I appreciate the effort that the DALMOOC instructors have put into providing different options for learning to suit the varied preferred learning styles of the participants. It’s certainly an interesting course to be part of.

Using some “real” data for social network analysis

This week’s content in the Data, Analytics and Learning MOOC concentrated on some real-world case studies of how social network analysis (SNA) has been used in the study of learning. The studies which were discussed looked at the application of SNA in areas such as learning design, sense of community, creative potential, academic performance, social presence, and MOOCs. The activities we had to complete involved using Gephi and Tableau to analyse and interpret SNA for the study of learning. Seeing that I don’t have access to any data from a Learning Management System, I had to come up with another source of data that I could play with. I decided to use some Twitter data that’s related to a research project that I’m working on at the moment. I used the NodeXL template for Excel to collect the tweets which were sent during a recent conference, and then analysed the network in Gephi and Tableau. Although the data didn’t come from learners in a traditional setting, such as a Learning Management System, I think that a conference is a learning experience, so I think it’s an appropriate source to use for this exercise. This was the first time I’ve used NodeXL, and I found it very easy to use. For ethical and privacy reasons I’ve left the names of the nodes off in each of these visualisations.

This is what the network looks like in Gephi:

screenshot_214311In this representation of the network, each circle represents a Twitter user who retweeted or mentioned another Twitter user. This retweeting and mentioning is represented by the lines connecting the nodes. The darker the colour of the node, the more connections that it has to other nodes in the network i.e. the user sent more retweets and mentions. In SNA this is known as degree centrality. I imported the network data into Tableau to plot some of the measures against each other to try and see if they are any relationships between them. This graph shows the number of followers, the degree centrality, and betweenness centrality (a measure which indicates whether a node is acting as a bridge between distinct communities within the network) for each of the nodes:

Conference tweets 2From this, it looks like (without conducting any statistical analysis) that for this network there is no relationship between the number of followers on Twitter that a network member has, and their degree or betweenness centrality. I can see that combining these two analysis tools (Gephi and Tableau) can be very useful to gain all sorts of insights. I certainly think I’ll be using these tools in some upcoming work that I’ll be doing looking at Twitter networks.

What are learning analytics, and what can we learn from them?

Learning analytics (LA) are certainly becoming a hot topic within the education sector. There are conferences, societies and journals where new developments in the LA field are discussed and developed. But what are LA, and how can academic libraries use them to learn more about our users?
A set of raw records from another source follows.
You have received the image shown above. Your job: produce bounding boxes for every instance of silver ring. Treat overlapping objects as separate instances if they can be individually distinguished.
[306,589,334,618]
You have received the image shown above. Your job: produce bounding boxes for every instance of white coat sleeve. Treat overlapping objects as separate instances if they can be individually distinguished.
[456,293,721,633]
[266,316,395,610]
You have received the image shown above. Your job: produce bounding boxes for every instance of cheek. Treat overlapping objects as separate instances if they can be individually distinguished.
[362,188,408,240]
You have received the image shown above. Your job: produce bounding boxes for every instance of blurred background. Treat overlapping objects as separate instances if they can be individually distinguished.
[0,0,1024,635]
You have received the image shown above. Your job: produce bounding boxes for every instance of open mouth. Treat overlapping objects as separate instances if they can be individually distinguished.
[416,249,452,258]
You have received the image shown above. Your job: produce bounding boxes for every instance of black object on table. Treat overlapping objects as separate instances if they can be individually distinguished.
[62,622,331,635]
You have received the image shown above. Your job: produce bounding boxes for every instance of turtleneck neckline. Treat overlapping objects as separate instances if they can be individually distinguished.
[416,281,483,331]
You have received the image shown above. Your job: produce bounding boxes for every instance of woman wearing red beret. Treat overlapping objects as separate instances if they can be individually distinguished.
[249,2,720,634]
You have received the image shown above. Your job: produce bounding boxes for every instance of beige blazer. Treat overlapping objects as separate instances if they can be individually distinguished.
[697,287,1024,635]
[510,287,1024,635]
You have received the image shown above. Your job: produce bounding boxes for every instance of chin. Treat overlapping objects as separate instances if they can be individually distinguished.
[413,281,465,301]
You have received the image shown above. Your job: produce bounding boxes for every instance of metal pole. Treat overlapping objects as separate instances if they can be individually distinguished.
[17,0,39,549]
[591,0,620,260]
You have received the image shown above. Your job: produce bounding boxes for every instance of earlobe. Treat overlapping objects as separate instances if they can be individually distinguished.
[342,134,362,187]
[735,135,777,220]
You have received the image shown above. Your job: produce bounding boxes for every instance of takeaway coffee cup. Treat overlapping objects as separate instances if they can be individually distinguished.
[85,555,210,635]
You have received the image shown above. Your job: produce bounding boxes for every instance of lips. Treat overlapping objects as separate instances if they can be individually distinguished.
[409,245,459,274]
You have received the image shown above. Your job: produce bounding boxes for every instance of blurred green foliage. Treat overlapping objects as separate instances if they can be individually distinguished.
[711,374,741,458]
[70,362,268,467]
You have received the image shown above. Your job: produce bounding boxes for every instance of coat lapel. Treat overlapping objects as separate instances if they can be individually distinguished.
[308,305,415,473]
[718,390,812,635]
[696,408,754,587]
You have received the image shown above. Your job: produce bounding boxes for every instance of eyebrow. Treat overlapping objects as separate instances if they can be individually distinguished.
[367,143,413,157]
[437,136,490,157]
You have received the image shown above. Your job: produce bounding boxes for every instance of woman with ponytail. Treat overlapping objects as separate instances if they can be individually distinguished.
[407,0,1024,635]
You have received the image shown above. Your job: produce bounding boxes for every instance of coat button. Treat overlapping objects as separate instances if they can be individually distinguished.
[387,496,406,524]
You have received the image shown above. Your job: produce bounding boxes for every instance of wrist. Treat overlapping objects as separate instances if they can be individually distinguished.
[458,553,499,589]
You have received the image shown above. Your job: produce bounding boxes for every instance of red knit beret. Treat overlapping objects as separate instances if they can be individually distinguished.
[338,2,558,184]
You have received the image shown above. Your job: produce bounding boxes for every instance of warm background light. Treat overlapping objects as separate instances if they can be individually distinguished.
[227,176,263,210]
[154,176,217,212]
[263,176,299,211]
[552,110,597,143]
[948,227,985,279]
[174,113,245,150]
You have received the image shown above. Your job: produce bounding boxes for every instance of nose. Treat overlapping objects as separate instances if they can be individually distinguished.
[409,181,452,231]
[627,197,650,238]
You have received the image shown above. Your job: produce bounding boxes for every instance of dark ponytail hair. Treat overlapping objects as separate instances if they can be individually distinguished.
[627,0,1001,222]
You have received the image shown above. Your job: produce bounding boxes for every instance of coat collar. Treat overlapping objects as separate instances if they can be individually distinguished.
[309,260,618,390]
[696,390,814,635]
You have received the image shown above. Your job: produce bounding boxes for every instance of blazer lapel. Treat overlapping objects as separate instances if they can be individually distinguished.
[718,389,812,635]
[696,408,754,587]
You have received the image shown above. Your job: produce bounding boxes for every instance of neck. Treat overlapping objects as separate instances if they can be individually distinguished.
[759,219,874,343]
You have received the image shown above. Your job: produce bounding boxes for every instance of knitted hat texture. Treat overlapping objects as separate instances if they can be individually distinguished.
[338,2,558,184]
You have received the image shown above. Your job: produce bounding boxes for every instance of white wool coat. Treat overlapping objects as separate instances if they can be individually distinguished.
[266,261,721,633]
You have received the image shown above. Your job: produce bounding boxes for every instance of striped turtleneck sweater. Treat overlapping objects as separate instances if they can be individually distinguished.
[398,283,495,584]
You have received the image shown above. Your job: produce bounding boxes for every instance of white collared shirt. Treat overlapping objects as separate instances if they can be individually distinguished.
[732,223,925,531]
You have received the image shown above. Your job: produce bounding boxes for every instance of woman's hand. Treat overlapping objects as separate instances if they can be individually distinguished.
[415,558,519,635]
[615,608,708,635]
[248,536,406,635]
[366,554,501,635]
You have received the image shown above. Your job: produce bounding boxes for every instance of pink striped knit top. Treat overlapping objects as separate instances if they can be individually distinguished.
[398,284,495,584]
The goal of LA is to use the data generated by the various systems on campus to improve the teaching and learning experience for students. It’s about bringing together the data from these disparate systems, e.g. the Learning Management System (LMS), the student administration system, to look for patterns and trends. Once these patterns and trends have been identified, they can be used to inform changes to teaching practices to assist students. Traditionally LA have been used by departments other than the library, as their systems can provide more information about a student’s progress and background. The LMS, for example, is a rich source of data on student behaviour during a semester. However, data from library systems can be combined with data from other systems on campus to make use of LA. For example, library staff at Curtin University combined the data from library systems and the campus student administration system to “explore if an association between library use and student retention is evident”. As they describe in their paper, they found that “[a]lthough student retention was associated with high levels of library use generally, it was the finding that use of electronic Library resources early in the semester appears to lead to an improved likelihood of remaining enrolled that is most useful.”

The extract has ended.